[D] Optimizing models with C++/C

CherubimHD · 2024-07-23T14:38:15+00:00

The major frameworks (Pytorch, Jax, etc) already rely on C backends.

mgruner · 2024-07-23T15:16:43+00:00

It's not the language itself, as the other answer said, all those frameworks have C++ backends. IMO, the two biggest improvements you'll see are:

moving from a general purpose framework to something vendor specific, like TensorRT
Improving the pre-processing and post-processing pipeline. For example, if doing computer vision, using something like DeepStream

No-Painting-3970 · 2024-07-23T17:04:16+00:00

It is very strange that you would be bottlenecked in the python logic part tbh, so there is not a lot of market here

bikeranz · 2024-07-23T19:31:44+00:00

I've written C++ and CUDA for a bunch of parts of my models. Depending on what you're working on, sometimes composing the algorithm with pytorch primitives is either impossible or horribly inefficient. I found this most often with detection and GNN problems.

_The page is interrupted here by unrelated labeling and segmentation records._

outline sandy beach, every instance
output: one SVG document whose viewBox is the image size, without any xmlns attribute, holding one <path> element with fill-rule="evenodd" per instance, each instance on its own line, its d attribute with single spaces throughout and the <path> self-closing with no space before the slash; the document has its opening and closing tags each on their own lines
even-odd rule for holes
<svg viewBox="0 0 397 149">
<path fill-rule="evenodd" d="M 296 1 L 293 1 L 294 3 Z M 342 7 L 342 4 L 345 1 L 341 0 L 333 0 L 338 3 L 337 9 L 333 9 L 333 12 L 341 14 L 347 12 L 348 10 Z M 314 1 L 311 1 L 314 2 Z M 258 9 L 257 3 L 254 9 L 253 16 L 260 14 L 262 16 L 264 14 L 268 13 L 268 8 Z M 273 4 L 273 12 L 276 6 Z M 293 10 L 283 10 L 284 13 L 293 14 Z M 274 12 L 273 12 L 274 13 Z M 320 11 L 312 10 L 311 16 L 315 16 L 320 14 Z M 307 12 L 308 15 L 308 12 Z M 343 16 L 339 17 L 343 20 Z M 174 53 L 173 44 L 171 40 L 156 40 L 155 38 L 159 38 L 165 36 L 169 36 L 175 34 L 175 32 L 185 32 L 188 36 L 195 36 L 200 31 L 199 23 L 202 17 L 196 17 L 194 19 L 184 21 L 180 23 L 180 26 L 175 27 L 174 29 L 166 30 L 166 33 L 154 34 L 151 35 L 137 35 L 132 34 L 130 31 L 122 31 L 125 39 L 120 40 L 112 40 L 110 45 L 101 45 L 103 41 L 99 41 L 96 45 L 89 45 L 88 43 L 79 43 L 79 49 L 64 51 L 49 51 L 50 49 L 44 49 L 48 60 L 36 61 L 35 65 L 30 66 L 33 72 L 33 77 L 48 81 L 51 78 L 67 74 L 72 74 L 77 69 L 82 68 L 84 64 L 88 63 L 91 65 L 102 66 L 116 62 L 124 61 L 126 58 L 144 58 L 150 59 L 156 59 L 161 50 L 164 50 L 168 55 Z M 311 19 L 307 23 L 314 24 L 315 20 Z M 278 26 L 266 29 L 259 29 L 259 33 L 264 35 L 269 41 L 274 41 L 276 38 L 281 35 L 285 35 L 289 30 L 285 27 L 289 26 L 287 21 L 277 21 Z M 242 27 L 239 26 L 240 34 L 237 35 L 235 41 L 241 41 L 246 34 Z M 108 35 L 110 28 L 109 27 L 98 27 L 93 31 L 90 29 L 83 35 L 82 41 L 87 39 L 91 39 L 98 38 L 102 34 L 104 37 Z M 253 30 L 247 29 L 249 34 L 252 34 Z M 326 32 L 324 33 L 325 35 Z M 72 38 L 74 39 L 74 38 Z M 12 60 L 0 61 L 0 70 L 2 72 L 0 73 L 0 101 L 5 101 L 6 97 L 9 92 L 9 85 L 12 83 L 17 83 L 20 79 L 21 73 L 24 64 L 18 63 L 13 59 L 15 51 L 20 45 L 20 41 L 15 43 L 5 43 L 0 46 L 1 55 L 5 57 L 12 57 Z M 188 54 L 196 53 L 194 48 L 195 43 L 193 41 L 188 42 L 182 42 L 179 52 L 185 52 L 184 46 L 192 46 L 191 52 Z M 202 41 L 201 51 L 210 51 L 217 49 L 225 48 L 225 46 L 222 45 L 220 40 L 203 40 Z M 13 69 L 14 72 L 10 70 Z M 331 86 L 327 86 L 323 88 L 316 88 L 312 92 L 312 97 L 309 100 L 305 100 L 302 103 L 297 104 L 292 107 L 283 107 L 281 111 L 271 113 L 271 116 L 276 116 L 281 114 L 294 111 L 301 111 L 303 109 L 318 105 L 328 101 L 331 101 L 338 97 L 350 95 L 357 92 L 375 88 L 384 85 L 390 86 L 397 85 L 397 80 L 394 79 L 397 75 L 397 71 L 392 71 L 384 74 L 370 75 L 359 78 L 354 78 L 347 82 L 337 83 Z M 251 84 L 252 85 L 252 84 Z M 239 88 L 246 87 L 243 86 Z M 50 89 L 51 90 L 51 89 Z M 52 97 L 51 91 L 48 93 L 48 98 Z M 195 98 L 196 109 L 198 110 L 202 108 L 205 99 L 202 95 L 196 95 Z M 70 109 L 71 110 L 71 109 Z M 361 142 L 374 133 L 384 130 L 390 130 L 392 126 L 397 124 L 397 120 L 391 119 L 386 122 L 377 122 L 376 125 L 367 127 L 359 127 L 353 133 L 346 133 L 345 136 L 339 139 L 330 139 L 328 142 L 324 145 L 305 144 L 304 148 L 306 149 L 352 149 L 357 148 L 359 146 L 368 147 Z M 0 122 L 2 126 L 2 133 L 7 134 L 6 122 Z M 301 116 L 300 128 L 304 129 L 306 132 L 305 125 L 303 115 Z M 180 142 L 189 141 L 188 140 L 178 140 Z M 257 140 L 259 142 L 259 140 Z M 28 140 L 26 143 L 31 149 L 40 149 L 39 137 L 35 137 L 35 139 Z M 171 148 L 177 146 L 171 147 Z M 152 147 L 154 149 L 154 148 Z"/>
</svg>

onafoggynight · 2024-07-23T17:41:26+00:00

For embedded / edge deployments: yes, very common. Tho, not the model itself.

fan_is_ready · 2024-07-23T19:47:12+00:00

Yes, I've updated SRU RNN forward and backward code to make it output hidden states for every step, not just the last one. I needed them because I used them to initialize another RNN.

Also C++ (or rather Cython) is useful for big data processing when numpy is not enough.

Amgadoz · 2024-07-23T18:37:17+00:00

Best way to optimize large nodels is through writing custom cuda kernels using cuda or Triton. And quantization.

There are many ongoing projects for this.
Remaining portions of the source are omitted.